Building’s owner not liable for bird deaths, court rules
|Report an Error|
Share via Email
The owner of a North Toronto office complex once deemed “lethal” for migrating birds will not be held liable, Ontario Court Justice Melvyn Green ruled Monday morning.
Green agreed that several hundreds of migrating birds have been killed or injured after crashing into the mirror-like windows at Cadillac Fairview’s Yonge Corporate Centre.
However, he ruled that the company did exercise “due diligence” in tackling the “untimely deaths” of birds crashing into their windows.
Despite the decision, Ecojustice lawyer Albert Koehl says the ruling in the landmark case heard last April sets the precedent they have been hoping for, opening the door for the prosecution of other companies who are not addressing the safety of migratory birds.
Under the provincial Environmental Protection Act, Cadillac Fairview was deemed responsible for “discharging a contaminant” in the form of light radiation from the reflective windows.
The birds are lured to their deaths by the illusion of a clear flight path created by the reflection of the sky and trees.
Cadillac Fairview was charged under the Environmental Protection Act and the Ontario Society for the Prevention of Cruelty to Animals Act.
It also faced a charge under the federal Species at Risk Act related to the death of several Canada warblers and one olive-sided flycatcher, both threatened species under the act.
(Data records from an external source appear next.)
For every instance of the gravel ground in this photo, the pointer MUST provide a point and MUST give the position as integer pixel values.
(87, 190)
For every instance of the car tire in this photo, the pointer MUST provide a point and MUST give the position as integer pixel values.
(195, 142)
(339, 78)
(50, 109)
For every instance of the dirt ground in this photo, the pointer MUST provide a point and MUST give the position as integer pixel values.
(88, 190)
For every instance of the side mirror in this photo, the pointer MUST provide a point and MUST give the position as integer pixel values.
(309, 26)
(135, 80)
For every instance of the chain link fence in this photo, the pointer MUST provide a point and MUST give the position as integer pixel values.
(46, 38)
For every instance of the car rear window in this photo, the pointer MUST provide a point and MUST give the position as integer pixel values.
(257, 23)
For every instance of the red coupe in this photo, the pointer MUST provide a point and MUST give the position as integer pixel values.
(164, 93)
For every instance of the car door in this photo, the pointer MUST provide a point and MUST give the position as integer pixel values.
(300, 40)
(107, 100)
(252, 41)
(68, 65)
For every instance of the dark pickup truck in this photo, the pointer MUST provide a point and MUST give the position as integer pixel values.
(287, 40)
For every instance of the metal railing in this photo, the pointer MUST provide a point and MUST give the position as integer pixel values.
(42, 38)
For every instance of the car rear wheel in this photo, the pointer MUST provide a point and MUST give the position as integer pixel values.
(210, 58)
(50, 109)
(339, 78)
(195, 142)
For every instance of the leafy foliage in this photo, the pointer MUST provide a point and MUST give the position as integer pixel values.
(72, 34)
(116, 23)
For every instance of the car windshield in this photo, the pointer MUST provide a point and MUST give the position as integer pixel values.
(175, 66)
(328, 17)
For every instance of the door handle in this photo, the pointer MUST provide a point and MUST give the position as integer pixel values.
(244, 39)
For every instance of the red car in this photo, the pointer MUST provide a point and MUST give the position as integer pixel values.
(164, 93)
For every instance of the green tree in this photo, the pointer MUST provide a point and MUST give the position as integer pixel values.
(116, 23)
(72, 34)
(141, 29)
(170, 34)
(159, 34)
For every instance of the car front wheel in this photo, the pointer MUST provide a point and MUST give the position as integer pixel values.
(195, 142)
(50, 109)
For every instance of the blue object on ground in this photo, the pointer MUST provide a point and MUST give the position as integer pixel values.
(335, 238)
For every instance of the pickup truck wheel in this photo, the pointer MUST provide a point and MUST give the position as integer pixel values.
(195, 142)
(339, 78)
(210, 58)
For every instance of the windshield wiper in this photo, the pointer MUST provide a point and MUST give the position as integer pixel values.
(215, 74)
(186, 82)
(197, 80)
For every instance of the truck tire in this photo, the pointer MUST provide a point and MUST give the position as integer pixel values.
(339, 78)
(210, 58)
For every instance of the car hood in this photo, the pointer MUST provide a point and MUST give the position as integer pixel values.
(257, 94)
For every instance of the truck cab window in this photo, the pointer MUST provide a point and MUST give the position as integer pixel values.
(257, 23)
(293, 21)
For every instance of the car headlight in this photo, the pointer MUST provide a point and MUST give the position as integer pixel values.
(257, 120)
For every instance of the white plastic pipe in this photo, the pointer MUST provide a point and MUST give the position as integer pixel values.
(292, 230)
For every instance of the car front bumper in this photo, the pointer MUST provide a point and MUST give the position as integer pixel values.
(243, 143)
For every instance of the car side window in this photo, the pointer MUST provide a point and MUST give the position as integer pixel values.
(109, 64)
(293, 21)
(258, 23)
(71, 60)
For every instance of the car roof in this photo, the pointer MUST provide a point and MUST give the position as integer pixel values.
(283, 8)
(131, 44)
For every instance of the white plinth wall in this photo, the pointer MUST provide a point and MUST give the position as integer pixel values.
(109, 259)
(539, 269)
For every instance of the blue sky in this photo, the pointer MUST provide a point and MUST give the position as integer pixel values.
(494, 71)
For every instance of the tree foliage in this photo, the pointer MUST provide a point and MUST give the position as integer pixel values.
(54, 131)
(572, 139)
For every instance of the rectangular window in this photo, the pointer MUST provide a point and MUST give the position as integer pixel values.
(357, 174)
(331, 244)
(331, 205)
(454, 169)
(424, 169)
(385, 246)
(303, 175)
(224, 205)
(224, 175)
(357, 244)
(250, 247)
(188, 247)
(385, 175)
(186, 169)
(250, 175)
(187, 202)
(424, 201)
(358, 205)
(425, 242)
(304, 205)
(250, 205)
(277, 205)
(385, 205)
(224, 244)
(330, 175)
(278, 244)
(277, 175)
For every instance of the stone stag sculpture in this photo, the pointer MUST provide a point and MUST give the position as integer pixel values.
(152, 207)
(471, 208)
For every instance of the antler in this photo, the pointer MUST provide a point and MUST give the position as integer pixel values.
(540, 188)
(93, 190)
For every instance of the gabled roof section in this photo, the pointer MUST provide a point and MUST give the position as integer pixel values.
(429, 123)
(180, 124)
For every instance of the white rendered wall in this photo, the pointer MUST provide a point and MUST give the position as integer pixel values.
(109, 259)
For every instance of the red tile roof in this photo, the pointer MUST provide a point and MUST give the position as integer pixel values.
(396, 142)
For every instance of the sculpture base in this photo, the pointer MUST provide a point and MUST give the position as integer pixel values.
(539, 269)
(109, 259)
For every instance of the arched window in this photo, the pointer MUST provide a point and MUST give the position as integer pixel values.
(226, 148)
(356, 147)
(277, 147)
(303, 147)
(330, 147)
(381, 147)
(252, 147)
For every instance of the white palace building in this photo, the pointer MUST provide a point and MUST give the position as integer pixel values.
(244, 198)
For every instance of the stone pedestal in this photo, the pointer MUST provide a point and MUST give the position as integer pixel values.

Only the EPA and the SARA charges were deemed valid by Green.
The company was acquitted of all charges – avoiding potentially hefty fines – because it met the requirement for due diligence.
Since the case launched, Cadillac Fairview has taken measures to make the Yonge Corporate Centre safer for the birds attracted by the wooded ravine and golf course nearby.
An innovative window film applied to part of the office complex last year has saved hundreds of birds, according to the Fatal Light Awareness Program, a Toronto non-profit organization.
A similar retrofit has been applied at a building involved in a previous lawsuit by Ecojustice against Consilium Place in Scarborough.
That lawsuit ended in defeat for Ecojustice when the court ruled that while the building had caused fatal avian collisions, the owners of the building were not actively trying to harm the birds.
Ecojustice is appealing that decision.
The City of Toronto requires all buildings constructed after 2010 to include measures to reduce bird strikes.